Image processing process on image into ubiquitous format. The input image should be from camera CCD array, optical photo receptors and rays in virtual camera. This input is then processed and output is obtained from computer monitor. Most projects of image processing tries to unravel the problem that occur in its techniques. There are types of image processing concepts they are image measurement and image enhancement. Matlab simulation tools are used in color image processing. We offer a promising new topic on image processing such as image processing with embedded system.
Image processing process:
Objects that are obtained from sensing process are the main process of image processing. This process is executed through digital camera and sensors. After that feature extraction to be done. The features that are to be extracted are shape, color, geometric functions and texture. To make all this process possible various algorithms should be used. Such algorithms are as follows
Algorithms:
- Nearest neighbor classifier.
- Artificial neural networks.
- Decision tree classifier.
Nearest neighbor classifier:
An object is classified by this k-nearest is the widely used classifier. There are three nodes present in a decision tree. Training and testing are the two types of process that enunciates classification. Only the features that are close are taken for classification. Various applications are benefited using machine learning algorithm. Such applications are speech recognition, filter spam, autonomous vehicles and applications which predict heart attack and stock prizes.

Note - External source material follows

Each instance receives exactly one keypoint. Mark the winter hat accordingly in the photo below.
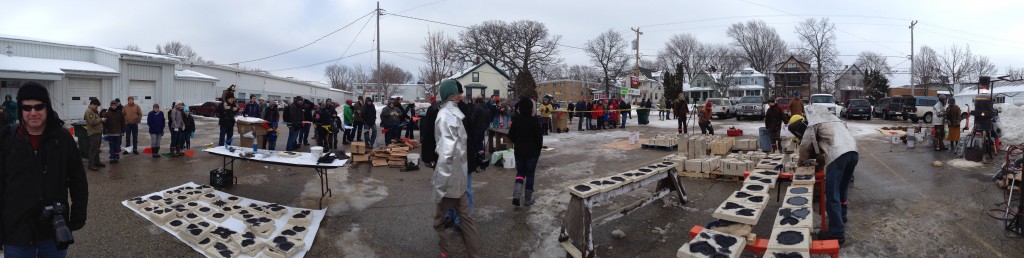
(35, 91)
(449, 88)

Artificial neural network:
It is a computational system. Structure processing method and learning ability of a biological form of brain is the base for this network. Input layer, hidden layer and output layer are the three types of layer.
These are four different learning rules such as error correction, competitive learning, hebbian and Boltzmann.
Decision tree classifier:
A systems item are classified using decision tree classifier. Root node, internal node and leaf node are three types of decision tree. There are no incoming edges in the root node but it has multiple output nodes. One input node and two or three output nodes are present in internal nodes. This algorithm brings out optimal output in fair share of time.
Pattern recognition:
Many algorithms are needed in pattern recognition. It performs speech recognition, stock marked prediction, character recognition, weather prediction and medical diagnosis. There are three basic methodologies. They are linguistic, mathematical and heuristic
Future scope:
Projects on image processing related to pattern recognition are offered by us. They are by far the most advanced domain of image processing.